Via Giorgio Ambrosoli, 1933-1979. In Italia ce n’è sì e no una decina: a Firenze, Palermo e Mantova, più altre in località minori, come San Donato Milanese o Montoro inferiore, provincia di Avellino. A Roma gli hanno dedicato un largo in zona Nomentana, a Milano e ad Alessandria una piazza. Niente a Napoli, niente a Torino, niente negli altri capoluoghi di regione.

E comunque una decina di citazioni in tutto – sugli oltre 8.000 comuni italiani – per un martire civile come Giorgio Ambrosoli non costituisce certo un dato di cui andare fieri. Per questo grazie alla Rete sta crescendo il tam-tam di quanti chiedono ai sindaci italiani – e più in generale a tutti i politici che hanno voce in capitolo nelle questioni toponomastiche – di dedicare una via del loro comune a Giorgio Ambrosoli. Su Facebook è nato un gruppo apposta, mentre si progetta di far partire una raccolta fondi in Internet (attraverso PayPal) per acquistare anche un’inserzione su un giornale cartaceo: magari il “Corriere della Sera”, che tutte le mattine Ambrosoli comprava prima di andare in ufficio.
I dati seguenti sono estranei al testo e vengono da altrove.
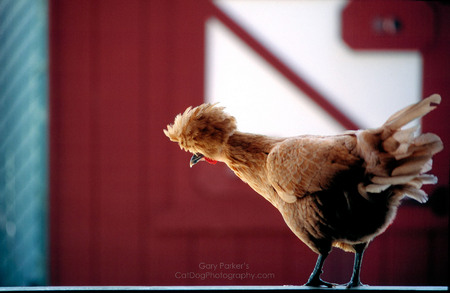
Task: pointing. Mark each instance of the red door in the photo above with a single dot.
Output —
(126, 209)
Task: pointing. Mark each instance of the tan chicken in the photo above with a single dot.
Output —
(332, 191)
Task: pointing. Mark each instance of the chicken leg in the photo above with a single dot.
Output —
(355, 280)
(315, 280)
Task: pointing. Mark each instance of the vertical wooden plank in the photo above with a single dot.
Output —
(118, 97)
(70, 112)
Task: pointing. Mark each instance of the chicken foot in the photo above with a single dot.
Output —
(315, 280)
(355, 280)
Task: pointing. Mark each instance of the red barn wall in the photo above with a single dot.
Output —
(125, 207)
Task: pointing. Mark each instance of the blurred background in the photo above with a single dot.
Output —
(93, 193)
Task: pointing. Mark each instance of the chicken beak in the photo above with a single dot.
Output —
(195, 159)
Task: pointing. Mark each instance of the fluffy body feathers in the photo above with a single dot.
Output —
(340, 190)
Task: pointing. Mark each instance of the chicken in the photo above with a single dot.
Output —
(332, 191)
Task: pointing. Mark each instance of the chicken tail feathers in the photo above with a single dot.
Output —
(397, 158)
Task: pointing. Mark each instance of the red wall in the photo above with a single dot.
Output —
(125, 207)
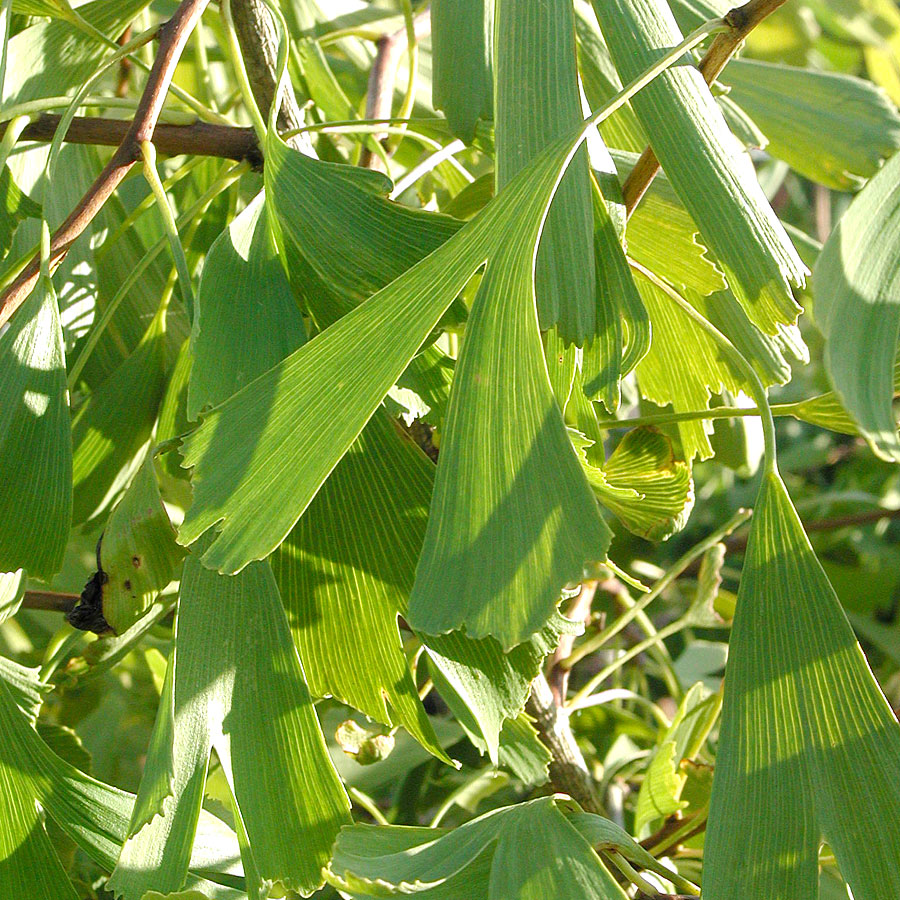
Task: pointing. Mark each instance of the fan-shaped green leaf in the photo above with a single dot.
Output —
(808, 744)
(795, 107)
(536, 88)
(345, 572)
(115, 421)
(384, 861)
(239, 687)
(54, 58)
(461, 48)
(246, 319)
(14, 207)
(691, 139)
(644, 485)
(857, 289)
(138, 553)
(35, 442)
(283, 422)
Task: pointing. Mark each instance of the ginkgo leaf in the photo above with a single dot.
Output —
(246, 318)
(691, 139)
(94, 815)
(794, 107)
(663, 237)
(857, 290)
(512, 518)
(335, 222)
(114, 422)
(487, 686)
(536, 100)
(790, 767)
(283, 422)
(461, 49)
(345, 572)
(138, 553)
(238, 686)
(54, 58)
(643, 483)
(35, 441)
(495, 851)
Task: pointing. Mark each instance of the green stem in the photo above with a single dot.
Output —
(412, 49)
(368, 804)
(13, 132)
(240, 71)
(148, 153)
(594, 643)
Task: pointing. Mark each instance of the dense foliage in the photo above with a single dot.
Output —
(425, 480)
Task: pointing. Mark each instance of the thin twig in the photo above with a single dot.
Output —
(579, 611)
(741, 21)
(196, 139)
(53, 601)
(568, 770)
(173, 35)
(380, 92)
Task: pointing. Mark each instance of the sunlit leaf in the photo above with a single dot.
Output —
(691, 140)
(238, 686)
(857, 288)
(536, 88)
(35, 442)
(53, 58)
(388, 861)
(138, 553)
(795, 107)
(808, 744)
(345, 573)
(114, 423)
(283, 422)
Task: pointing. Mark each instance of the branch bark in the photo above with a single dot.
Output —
(258, 38)
(173, 35)
(568, 770)
(741, 21)
(380, 91)
(198, 138)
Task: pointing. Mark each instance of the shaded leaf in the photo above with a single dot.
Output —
(283, 422)
(796, 107)
(35, 442)
(857, 289)
(397, 860)
(239, 687)
(791, 767)
(138, 553)
(692, 141)
(644, 485)
(115, 422)
(246, 318)
(537, 99)
(461, 48)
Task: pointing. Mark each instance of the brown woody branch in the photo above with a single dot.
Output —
(173, 35)
(741, 21)
(198, 138)
(380, 91)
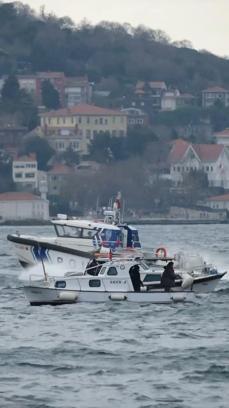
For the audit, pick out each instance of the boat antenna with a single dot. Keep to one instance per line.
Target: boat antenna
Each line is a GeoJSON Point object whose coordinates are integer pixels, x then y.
{"type": "Point", "coordinates": [43, 264]}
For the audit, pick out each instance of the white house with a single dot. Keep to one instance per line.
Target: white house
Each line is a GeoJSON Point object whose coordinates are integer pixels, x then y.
{"type": "Point", "coordinates": [23, 206]}
{"type": "Point", "coordinates": [169, 100]}
{"type": "Point", "coordinates": [213, 94]}
{"type": "Point", "coordinates": [213, 159]}
{"type": "Point", "coordinates": [223, 137]}
{"type": "Point", "coordinates": [25, 172]}
{"type": "Point", "coordinates": [220, 202]}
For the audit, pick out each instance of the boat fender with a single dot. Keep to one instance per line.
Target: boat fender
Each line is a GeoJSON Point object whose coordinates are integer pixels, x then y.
{"type": "Point", "coordinates": [178, 298]}
{"type": "Point", "coordinates": [117, 296]}
{"type": "Point", "coordinates": [187, 282]}
{"type": "Point", "coordinates": [69, 296]}
{"type": "Point", "coordinates": [161, 252]}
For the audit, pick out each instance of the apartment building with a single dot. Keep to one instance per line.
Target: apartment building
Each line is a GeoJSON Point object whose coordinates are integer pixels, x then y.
{"type": "Point", "coordinates": [82, 122]}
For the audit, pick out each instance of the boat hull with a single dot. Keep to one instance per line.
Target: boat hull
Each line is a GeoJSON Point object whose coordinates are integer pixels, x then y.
{"type": "Point", "coordinates": [30, 252]}
{"type": "Point", "coordinates": [49, 296]}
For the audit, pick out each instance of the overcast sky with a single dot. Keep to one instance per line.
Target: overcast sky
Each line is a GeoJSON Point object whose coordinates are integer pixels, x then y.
{"type": "Point", "coordinates": [204, 22]}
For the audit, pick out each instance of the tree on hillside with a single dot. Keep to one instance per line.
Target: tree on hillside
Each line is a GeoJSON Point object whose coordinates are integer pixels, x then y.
{"type": "Point", "coordinates": [10, 91]}
{"type": "Point", "coordinates": [105, 148]}
{"type": "Point", "coordinates": [41, 148]}
{"type": "Point", "coordinates": [138, 139]}
{"type": "Point", "coordinates": [50, 96]}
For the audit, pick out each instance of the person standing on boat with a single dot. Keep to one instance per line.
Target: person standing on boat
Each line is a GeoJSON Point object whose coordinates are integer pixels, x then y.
{"type": "Point", "coordinates": [168, 277]}
{"type": "Point", "coordinates": [135, 277]}
{"type": "Point", "coordinates": [92, 267]}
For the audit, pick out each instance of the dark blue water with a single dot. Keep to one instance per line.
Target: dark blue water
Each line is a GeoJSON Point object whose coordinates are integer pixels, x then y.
{"type": "Point", "coordinates": [117, 355]}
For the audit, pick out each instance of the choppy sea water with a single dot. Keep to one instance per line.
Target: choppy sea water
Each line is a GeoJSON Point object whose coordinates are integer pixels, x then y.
{"type": "Point", "coordinates": [119, 354]}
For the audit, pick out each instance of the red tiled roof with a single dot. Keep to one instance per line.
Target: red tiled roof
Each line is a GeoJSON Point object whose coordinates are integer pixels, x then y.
{"type": "Point", "coordinates": [50, 74]}
{"type": "Point", "coordinates": [223, 197]}
{"type": "Point", "coordinates": [61, 169]}
{"type": "Point", "coordinates": [205, 152]}
{"type": "Point", "coordinates": [152, 84]}
{"type": "Point", "coordinates": [224, 133]}
{"type": "Point", "coordinates": [30, 158]}
{"type": "Point", "coordinates": [18, 196]}
{"type": "Point", "coordinates": [215, 89]}
{"type": "Point", "coordinates": [208, 152]}
{"type": "Point", "coordinates": [178, 150]}
{"type": "Point", "coordinates": [84, 109]}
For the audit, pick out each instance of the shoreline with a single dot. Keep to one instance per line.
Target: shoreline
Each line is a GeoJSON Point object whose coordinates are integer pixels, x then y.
{"type": "Point", "coordinates": [139, 221]}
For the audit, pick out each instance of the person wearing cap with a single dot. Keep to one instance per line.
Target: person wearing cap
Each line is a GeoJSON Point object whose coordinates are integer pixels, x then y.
{"type": "Point", "coordinates": [168, 277]}
{"type": "Point", "coordinates": [135, 277]}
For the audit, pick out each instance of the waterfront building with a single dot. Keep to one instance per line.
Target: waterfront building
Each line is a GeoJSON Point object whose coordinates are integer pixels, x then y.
{"type": "Point", "coordinates": [25, 172]}
{"type": "Point", "coordinates": [222, 137]}
{"type": "Point", "coordinates": [17, 206]}
{"type": "Point", "coordinates": [212, 159]}
{"type": "Point", "coordinates": [83, 122]}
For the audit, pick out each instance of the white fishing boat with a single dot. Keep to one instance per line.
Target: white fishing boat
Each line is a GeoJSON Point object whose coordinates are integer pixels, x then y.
{"type": "Point", "coordinates": [116, 281]}
{"type": "Point", "coordinates": [74, 242]}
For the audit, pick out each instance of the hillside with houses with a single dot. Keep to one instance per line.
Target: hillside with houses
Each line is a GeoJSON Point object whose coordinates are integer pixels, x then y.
{"type": "Point", "coordinates": [111, 108]}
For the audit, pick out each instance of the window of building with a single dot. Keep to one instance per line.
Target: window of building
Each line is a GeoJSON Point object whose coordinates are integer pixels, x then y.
{"type": "Point", "coordinates": [112, 271]}
{"type": "Point", "coordinates": [29, 175]}
{"type": "Point", "coordinates": [94, 283]}
{"type": "Point", "coordinates": [60, 284]}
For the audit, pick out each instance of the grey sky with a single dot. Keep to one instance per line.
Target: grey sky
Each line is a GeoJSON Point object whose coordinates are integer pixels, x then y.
{"type": "Point", "coordinates": [204, 22]}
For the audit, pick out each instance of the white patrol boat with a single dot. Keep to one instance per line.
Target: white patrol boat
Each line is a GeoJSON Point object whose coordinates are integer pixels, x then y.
{"type": "Point", "coordinates": [116, 281]}
{"type": "Point", "coordinates": [74, 242]}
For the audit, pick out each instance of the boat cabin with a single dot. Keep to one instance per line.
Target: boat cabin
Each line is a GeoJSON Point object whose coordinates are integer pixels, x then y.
{"type": "Point", "coordinates": [99, 233]}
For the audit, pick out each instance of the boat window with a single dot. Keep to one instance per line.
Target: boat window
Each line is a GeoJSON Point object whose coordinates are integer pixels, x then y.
{"type": "Point", "coordinates": [135, 239]}
{"type": "Point", "coordinates": [153, 277]}
{"type": "Point", "coordinates": [88, 233]}
{"type": "Point", "coordinates": [94, 283]}
{"type": "Point", "coordinates": [112, 271]}
{"type": "Point", "coordinates": [111, 238]}
{"type": "Point", "coordinates": [59, 230]}
{"type": "Point", "coordinates": [103, 270]}
{"type": "Point", "coordinates": [144, 265]}
{"type": "Point", "coordinates": [60, 284]}
{"type": "Point", "coordinates": [68, 231]}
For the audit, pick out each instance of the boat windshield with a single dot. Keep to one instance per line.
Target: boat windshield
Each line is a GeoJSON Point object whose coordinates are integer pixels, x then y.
{"type": "Point", "coordinates": [111, 238]}
{"type": "Point", "coordinates": [135, 239]}
{"type": "Point", "coordinates": [74, 232]}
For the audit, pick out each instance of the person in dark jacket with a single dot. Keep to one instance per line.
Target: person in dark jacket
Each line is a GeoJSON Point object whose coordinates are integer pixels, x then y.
{"type": "Point", "coordinates": [168, 277]}
{"type": "Point", "coordinates": [135, 278]}
{"type": "Point", "coordinates": [92, 267]}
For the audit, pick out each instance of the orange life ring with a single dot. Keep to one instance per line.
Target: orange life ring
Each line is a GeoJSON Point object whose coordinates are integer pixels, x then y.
{"type": "Point", "coordinates": [161, 252]}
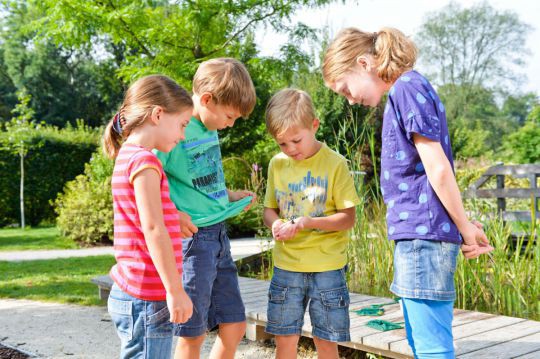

L’idea è di sensibilizzare tutti i consigli comunali, che magari perdono i giorni a litigare sui nomi delle vie spartendole tra il politico di un partito e quello di un altro partito. Invece Giorgio Ambrosoli non era un politico, anche se per la “polis” ha fatto molto. Anzi, il suo è uno di quei nomi che non dovrebbe proprio dividere la destra dalla sinistra: avvocato di cultura moderata, accettò per senso del dovere l’incarico di commissario liquidatore della banche di Sindona. E una calda sera di luglio fu ammazzato per aver interpretato il suo ruolo con la schiena diritta, senza cedere alle pressioni e alle minacce del banchiere. Insomma era un uomo per bene, un servitore dello Stato. Uno Stato che non si fece nemmeno vedere, ai suoi funerali: non un ministro, non un sottosegretario. Troppo potente, all’epoca, il clan di Giulio Andreotti a cui Ambrosoli si era opposto nel suo tentativo di fare pulizia.

La vicenda umana e civile di Ambrosoli è tornata recentemente alla ribalta grazie a un libro scritto dal figlio Umberto, Qualunque cosa succeda. Storia di un uomo libero (Sironi, 2009). Ma già nel 1995 il giornalista Corradio Stajano aveva rivelato a un’Italia intorpidita e immemore la statura morale dell’uomo, con il suo libro Un eroe borghese (Einaudi), poi diventato un film di e con Michele Placido. Dalla lettura dei libri, ma anche dalla pellicola di Placido, emerge con chiarezza quello che Ambrosoli era. Soprattutto un cittadino onesto, disposto a rischiare la vita in nome di questa onestà: «Pagherò a molto caro prezzo questo incarico: lo sapevo prima di accettarlo e quindi non mi lamento affatto perchè per me è stata un’occasione unica di far qualcosa per il Paese». Già, il Paese: quello che oggi potrebbe – e forse dovrebbe – ricordarlo un po’ di più e un po’ meglio. Ambrosoli era un uomo riservato, pacato, rispettoso. Figlio di quell’Italia minoritaria che considera un onore servire al meglio la società in cui si vive. Chissà se, passati più di trent’anni dalla sua morte, l’Italia saprà rendergli onore.